International Guest Lecture Series #5: Supporting Diverse Learners in Early Childhood Education Setting: A Global Perspective

Jumat (6/11), International Guest Lecture Series (IGLS) kembali diselenggarakan. Xie Huichao, Ph.D, dosen di National Institue of Education Singapore menjadi pemateri pada acara IGLS episode lima ini. Sebanyak 51 peserta mengikuti kegiatan ini secara daring.
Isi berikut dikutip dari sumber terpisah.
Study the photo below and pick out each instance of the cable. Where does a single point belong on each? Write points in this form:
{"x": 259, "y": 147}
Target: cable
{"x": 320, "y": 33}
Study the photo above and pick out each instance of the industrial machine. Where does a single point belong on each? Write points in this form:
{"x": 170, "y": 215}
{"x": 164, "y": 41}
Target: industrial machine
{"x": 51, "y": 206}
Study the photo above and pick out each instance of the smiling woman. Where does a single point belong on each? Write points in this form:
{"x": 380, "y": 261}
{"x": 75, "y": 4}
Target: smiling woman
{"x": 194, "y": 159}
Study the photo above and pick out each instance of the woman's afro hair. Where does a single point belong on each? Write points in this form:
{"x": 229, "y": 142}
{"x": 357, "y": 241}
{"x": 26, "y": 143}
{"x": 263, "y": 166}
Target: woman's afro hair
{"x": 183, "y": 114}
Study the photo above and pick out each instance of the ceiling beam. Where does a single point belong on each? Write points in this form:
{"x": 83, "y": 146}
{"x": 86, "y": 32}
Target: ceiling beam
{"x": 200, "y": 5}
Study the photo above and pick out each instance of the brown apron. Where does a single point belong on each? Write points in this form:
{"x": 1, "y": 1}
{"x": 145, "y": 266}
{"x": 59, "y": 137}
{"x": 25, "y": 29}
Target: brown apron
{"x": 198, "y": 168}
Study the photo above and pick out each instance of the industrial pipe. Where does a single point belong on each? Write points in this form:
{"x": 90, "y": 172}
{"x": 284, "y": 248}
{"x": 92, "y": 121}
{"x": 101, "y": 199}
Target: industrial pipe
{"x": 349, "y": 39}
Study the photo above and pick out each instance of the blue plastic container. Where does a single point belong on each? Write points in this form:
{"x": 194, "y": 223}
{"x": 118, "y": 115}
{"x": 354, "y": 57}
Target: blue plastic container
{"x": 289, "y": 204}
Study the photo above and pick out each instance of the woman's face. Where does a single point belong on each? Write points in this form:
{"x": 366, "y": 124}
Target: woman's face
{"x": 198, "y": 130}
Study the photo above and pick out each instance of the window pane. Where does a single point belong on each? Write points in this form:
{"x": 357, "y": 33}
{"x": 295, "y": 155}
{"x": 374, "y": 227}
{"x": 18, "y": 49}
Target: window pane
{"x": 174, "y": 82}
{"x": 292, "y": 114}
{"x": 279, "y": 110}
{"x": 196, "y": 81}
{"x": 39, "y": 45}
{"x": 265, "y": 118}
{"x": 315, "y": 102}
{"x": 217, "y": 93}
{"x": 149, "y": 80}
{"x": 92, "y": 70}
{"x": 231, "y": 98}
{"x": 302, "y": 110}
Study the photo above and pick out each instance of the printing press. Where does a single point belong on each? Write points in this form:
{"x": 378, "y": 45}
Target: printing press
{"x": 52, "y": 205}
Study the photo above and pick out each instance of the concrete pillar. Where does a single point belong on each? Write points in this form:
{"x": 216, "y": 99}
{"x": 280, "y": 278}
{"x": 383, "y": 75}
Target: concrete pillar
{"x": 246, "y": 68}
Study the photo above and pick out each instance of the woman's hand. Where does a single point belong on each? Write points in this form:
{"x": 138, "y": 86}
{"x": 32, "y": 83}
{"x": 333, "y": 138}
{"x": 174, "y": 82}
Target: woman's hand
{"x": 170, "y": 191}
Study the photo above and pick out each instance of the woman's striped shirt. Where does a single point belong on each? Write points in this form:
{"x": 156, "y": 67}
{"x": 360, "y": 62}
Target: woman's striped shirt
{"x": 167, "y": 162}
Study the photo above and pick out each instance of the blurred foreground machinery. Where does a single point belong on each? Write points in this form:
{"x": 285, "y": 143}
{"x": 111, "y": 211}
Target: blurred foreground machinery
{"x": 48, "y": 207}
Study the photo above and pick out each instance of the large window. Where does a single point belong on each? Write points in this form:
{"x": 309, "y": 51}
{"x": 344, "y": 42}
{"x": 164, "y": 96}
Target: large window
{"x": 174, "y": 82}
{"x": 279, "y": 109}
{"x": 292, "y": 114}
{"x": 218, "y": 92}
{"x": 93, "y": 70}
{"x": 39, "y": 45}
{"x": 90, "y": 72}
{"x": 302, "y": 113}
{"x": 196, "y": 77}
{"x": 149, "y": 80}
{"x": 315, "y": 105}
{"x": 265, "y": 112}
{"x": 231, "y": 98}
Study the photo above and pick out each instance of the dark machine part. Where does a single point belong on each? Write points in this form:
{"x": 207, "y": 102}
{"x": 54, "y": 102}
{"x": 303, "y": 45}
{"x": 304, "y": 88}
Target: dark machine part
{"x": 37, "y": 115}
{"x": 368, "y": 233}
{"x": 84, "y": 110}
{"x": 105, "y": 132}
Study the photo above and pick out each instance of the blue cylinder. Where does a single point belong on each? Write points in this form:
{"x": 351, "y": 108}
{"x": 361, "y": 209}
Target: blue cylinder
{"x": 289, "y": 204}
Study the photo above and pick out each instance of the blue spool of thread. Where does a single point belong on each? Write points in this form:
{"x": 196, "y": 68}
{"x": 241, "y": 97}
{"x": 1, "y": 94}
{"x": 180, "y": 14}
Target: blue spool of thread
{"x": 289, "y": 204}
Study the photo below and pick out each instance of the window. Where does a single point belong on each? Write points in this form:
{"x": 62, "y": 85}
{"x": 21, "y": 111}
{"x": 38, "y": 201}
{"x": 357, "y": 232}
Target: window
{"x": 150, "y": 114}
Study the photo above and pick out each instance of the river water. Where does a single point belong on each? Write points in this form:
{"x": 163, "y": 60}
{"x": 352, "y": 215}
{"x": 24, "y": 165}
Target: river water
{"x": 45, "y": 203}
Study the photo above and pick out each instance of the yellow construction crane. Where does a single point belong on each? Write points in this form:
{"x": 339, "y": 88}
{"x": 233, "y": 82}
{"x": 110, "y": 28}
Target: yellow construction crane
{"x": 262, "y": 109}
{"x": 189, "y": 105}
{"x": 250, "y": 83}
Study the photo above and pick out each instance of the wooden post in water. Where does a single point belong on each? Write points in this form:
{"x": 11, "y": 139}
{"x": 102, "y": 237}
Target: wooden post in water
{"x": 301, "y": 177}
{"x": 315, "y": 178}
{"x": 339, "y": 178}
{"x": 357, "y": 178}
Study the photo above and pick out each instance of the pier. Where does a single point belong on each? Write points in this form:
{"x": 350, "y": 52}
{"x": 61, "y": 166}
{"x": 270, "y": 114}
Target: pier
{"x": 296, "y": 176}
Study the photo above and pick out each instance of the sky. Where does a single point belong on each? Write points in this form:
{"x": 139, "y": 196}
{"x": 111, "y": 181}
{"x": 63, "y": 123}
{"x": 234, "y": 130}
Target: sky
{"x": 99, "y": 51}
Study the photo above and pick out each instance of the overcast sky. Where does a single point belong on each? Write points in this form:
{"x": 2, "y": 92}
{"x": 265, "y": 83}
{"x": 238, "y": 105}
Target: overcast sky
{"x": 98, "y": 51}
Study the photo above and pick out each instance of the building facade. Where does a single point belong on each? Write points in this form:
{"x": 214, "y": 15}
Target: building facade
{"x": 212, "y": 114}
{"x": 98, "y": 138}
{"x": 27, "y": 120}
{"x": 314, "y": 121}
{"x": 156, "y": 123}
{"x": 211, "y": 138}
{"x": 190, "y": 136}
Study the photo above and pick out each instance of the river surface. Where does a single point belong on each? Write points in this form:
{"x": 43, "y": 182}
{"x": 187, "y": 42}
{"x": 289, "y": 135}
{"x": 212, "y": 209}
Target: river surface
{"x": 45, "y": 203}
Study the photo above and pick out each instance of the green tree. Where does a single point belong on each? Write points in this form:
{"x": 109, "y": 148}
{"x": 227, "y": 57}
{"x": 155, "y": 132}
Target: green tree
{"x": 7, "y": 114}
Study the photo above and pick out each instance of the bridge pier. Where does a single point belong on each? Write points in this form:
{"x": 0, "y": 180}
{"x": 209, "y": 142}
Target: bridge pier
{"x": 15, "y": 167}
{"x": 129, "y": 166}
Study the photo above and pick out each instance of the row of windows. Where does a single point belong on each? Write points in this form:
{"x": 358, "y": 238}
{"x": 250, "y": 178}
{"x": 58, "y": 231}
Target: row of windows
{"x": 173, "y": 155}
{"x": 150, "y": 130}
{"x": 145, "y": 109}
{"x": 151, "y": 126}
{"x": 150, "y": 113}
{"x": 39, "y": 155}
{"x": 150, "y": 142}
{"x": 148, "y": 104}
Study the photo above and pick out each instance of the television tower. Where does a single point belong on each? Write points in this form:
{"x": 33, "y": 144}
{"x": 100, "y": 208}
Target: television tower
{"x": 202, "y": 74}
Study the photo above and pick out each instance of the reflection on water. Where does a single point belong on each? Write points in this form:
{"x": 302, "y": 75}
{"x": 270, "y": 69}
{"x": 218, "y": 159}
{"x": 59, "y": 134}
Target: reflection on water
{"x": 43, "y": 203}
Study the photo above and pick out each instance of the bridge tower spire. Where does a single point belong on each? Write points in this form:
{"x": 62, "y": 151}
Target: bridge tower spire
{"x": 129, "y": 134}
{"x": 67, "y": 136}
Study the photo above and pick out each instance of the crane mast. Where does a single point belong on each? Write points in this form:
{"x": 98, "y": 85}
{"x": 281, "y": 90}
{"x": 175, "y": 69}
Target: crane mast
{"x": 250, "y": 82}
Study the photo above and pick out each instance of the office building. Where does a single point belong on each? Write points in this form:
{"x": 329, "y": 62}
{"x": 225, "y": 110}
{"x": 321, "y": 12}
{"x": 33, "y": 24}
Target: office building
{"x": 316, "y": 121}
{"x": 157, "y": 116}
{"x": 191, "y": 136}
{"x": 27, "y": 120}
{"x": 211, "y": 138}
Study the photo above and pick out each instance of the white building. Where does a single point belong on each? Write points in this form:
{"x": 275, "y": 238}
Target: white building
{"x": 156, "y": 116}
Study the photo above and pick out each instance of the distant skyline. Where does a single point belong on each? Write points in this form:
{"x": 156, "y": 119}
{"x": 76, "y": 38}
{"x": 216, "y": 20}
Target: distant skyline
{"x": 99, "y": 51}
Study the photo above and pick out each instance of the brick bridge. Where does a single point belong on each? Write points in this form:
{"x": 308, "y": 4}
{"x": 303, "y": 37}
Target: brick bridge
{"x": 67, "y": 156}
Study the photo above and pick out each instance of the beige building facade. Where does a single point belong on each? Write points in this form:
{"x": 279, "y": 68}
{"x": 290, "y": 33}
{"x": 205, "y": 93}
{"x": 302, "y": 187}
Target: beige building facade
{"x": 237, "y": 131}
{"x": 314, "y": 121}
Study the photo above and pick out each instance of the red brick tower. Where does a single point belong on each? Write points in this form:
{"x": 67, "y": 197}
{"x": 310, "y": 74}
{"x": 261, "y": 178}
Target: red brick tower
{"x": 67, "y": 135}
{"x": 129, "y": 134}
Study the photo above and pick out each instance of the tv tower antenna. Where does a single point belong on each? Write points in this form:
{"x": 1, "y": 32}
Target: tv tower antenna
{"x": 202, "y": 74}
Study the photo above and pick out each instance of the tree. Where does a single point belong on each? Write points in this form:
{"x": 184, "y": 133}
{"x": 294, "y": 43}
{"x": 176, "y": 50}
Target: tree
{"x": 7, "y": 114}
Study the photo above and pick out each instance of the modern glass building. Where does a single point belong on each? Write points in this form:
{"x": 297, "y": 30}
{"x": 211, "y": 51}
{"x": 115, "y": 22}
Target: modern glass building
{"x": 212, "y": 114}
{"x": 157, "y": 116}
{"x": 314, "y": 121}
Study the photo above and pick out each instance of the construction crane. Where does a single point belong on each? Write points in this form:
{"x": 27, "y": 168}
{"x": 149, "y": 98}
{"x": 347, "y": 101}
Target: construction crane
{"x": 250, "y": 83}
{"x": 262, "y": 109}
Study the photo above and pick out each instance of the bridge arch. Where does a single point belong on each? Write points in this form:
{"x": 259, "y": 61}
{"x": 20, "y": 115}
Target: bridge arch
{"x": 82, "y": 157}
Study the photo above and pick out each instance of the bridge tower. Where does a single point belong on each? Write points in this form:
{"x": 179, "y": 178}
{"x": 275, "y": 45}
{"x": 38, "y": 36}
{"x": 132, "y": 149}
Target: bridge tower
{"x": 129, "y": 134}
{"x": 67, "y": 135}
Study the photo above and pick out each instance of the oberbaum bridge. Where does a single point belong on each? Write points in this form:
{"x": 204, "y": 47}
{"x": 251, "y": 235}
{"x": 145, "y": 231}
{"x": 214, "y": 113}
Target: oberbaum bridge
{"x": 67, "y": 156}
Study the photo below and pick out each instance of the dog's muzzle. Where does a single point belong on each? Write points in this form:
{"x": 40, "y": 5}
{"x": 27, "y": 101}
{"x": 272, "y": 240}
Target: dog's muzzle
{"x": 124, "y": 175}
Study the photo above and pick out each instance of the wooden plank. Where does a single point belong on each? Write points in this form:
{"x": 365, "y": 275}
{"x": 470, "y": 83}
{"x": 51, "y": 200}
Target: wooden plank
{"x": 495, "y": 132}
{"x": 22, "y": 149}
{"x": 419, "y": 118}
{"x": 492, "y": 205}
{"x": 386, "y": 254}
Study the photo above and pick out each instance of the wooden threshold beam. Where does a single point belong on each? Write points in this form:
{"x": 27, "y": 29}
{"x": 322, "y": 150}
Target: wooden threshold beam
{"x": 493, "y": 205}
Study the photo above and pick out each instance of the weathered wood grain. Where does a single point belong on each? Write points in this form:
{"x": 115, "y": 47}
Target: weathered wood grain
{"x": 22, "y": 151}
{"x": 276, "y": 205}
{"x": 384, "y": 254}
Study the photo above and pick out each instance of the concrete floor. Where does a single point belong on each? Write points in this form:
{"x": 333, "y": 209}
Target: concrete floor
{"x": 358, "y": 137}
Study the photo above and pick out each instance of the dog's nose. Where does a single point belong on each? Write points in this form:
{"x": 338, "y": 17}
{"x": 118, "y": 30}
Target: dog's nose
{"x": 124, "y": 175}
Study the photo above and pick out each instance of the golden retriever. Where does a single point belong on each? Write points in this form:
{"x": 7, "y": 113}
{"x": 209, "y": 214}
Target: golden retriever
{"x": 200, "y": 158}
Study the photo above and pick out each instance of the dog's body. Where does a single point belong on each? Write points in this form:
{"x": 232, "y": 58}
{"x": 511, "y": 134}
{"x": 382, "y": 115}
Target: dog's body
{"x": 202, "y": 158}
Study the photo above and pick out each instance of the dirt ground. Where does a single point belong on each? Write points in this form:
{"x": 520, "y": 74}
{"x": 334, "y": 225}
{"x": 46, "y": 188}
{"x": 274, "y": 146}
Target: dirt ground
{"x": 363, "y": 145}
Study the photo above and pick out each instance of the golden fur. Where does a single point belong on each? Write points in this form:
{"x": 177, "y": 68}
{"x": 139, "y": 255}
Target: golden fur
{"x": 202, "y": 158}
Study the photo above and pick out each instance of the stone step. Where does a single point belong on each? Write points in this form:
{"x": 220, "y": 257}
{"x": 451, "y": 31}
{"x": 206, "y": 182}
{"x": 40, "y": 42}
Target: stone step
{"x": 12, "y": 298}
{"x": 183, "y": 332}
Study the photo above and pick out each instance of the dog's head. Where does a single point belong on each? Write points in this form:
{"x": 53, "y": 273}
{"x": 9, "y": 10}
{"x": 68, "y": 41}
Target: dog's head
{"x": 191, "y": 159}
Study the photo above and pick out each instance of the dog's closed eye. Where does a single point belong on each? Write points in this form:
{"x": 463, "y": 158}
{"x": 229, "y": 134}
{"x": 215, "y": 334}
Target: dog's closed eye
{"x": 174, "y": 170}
“Supporting Diverse Learners in Early Childhood Education Setting: A Global Perspective” menjadi topik yang disampaikan oleh Huichao pada kuliahnya kali ini. Ia mengawali kuliahnya dengan memberikan gambaran terkait pendidikan inkulsi pertama untuk anak usia dini yang didirikan pada tahun 1970 di Amerika Serikat. Menurutnya pendidikan inklusi pada tahun tersebut tantangannya sangat berat dikarenakan masyarakat belum paham mengenai pendidikan inklusi. Yang mereka pahami, anak mereka yang tidak berkebutuhan khusus akan tertular dan mengidap down syndrom atau autisme jika berada dalam satu kelas dengan anak berkebutuhan khusus.

Seiring berjalannya waktu, pengetahuan terkait pendidikan inklusi terus berkembang termasuk kurikulum dan model intervensi yang digunakan di sekolah inklusi. Huichao yang berkecimpung dalam pendidikan inklusi di Singapura mengemukakan bahwa pada tahun 2016 untuk pertama kalinya Singapura memiliki sekolah inklusi untuk anak usia. Kindle Garden, menjadi pionir sekolah inklusi di Singapura. “Orang cukup kaget mengetahui fakta jika Singapura yang terkenal dengan sistem pendidikan yang sangat bagus, baru saja  memiliki sekolah inklusi untuk anak usia dini pada tahun 2016” ungkap Huichao.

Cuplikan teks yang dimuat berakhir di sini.